Safe(r) Custom User-Authentication

If you are still storing passwords with MD5 hashing you're doing it wrong. The .NET platform provides a Cryptography library that allows you to develop PBKDF2 user authentication to the standards of the Open Web Application Security Project. Tom Fischer explains the background, shows a solution, and discusses the issues.

‘I know that’s a secret, for it’s whispered every where’

“Love for Love” by William Congreve 1670-1729

It is a never-ending struggle to create a custom solution for properly authenticating users. The alternative of applying yesterday’s secure best practices today borders on negligence. As fast as the industry invents reasonable authentication techniques, older established techniques become compromised. A few years ago developers saved plaintext passwords in a database, today they only use a hash-based representation. Yesterday developers created hashes with MD5, today PBKDF2 sits atop the hierarchy of hashing algorithms.

This article demonstrates how developers can apply Open Web Application Security Project (OWASP) recommendations for handling user’s password hashes with the .NET Cryptography library. It also reviews some related concepts that developers who are new to cryptography may find helpful.

Making a Hash of Things

In the beginning, the process of authenticating users merely involved asking them for their name and password and comparing it to information saved in a datastore, such as, Microsoft SQL Server. It turns out that hackers and thieves loved this arrangement, too. The task of illegally accessing and reading a database table did not prove that tough for the highly-motivated hacker when accessing a table with lax access-control. Thus began the race to symmetrically encrypt passwords. Although this was a step in the right direction, any mistake in the implementation  exposed user credentials or, almost as bad, made it impossible to authenticate users. A better solution was required in order to authenticate users effectively and efficiently.

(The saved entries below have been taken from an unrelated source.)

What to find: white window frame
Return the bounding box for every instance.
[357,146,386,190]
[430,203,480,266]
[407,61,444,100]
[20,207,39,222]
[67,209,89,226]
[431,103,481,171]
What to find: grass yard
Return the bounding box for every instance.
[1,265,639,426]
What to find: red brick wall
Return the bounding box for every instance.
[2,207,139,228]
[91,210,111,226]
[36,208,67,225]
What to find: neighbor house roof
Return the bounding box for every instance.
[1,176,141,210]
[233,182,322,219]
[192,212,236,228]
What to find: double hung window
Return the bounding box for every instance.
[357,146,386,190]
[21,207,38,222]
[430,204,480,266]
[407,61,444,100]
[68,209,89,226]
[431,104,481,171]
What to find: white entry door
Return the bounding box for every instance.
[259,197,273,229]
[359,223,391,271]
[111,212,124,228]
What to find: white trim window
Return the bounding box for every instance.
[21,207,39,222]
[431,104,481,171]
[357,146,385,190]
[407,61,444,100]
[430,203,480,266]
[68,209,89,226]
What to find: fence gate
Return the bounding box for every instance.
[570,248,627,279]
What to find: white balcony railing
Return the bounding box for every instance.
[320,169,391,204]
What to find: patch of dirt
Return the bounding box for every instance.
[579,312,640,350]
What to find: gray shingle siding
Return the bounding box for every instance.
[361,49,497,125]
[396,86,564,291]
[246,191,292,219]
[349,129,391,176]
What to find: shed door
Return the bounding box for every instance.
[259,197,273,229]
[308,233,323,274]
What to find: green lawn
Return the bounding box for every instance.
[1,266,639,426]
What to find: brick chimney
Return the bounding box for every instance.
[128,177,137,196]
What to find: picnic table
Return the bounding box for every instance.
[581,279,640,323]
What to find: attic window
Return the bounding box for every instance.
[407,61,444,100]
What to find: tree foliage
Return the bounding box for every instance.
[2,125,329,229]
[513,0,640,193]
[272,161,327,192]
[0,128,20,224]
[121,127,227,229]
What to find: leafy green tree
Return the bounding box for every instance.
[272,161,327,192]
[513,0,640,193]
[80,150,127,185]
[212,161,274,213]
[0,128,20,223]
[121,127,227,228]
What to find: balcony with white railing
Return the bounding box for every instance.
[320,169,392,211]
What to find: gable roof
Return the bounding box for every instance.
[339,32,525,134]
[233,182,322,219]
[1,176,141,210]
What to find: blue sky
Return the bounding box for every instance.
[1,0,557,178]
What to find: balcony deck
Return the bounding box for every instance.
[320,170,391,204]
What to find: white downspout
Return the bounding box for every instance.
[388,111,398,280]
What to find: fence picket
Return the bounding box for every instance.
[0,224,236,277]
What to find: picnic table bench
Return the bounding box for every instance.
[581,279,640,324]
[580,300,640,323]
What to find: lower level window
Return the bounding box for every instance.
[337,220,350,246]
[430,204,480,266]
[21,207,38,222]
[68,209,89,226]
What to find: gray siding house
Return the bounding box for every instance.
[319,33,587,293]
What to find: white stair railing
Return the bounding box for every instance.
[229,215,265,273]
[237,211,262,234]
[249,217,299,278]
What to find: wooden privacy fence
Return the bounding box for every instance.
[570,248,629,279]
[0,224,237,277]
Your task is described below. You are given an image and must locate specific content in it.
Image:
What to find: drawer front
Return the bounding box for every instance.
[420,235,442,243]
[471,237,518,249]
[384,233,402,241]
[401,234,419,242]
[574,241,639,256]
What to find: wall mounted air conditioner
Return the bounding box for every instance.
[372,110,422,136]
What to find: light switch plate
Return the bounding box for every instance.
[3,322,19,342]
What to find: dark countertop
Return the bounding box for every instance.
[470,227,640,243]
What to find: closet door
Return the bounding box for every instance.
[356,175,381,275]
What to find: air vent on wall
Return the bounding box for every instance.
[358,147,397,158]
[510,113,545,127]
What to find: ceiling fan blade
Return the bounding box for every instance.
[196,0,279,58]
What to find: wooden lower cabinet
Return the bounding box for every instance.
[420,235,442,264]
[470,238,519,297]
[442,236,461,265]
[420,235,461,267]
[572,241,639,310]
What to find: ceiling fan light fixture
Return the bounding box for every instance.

The big breakthrough for many applications and enterprises that needed custom authentication came when it became no longer necessary to store user passwords. Authentication became a more modest exercise when it became possible to create and save a one-way representation of passwords for comparison checks.

There are three important requirements for a secure one-way representation of passwords.

  • The same text always creates the same representation. For example, the calculated representation of “ABC” is always “QUJD”.
  • Two different texts cannot generate the same representation. For example, the calculated representation of “ABc” cannot equal “QUJD”.
  • Even if you know the representation of a password, it doesn’t expose the password itself. For example, someone knowing the representation “QUJD” should not be able to determine the password “ABC”.

Cryptographic hash functions meet these requirements with a high degree of success.

2243-imgA.jpg

.NET exposes a family of some of the more well-known of these hashing algorithms. We explore two of them in the next section.

Happy Path

Before we talk code, we ought to summarize the underlying “happy path” of authentication with hashes. The exercise starts when our new user provides a name and password. With this information we then calculate the password’s hash representation and store it in a database.

2243-imgB.jpg

When the user returns, the authentication process calculates a hash of the provided password and compares it to the hash representation of it stored in the database for the given user name. If the hashes match, the user has successfully authenticated.

2243-imgC1.jpg

It bears repeating that (1) the database never stored the password, only its representation, and (2) only when a user provided the same text that they provided the first time around would the hashed values match.

So far, so good? Maybe.

What if several users employed the same password? If one of them is a bit mischievous they might try authenticating any and all users with their password. Given time and a little luck our misbehaving user might find those other users with matching passwords and log into their accounts. 

There’s another problem. What if someone accessed a saved user’s hash value? By simply comparing that hash against a list of well-known password-hash combinations they could quickly find the password which generated the user’s hash. Turns out this scenario is neither fantastic nor original. It’s so common there’s even a pleasant sounding name for the attack, the rainbow table.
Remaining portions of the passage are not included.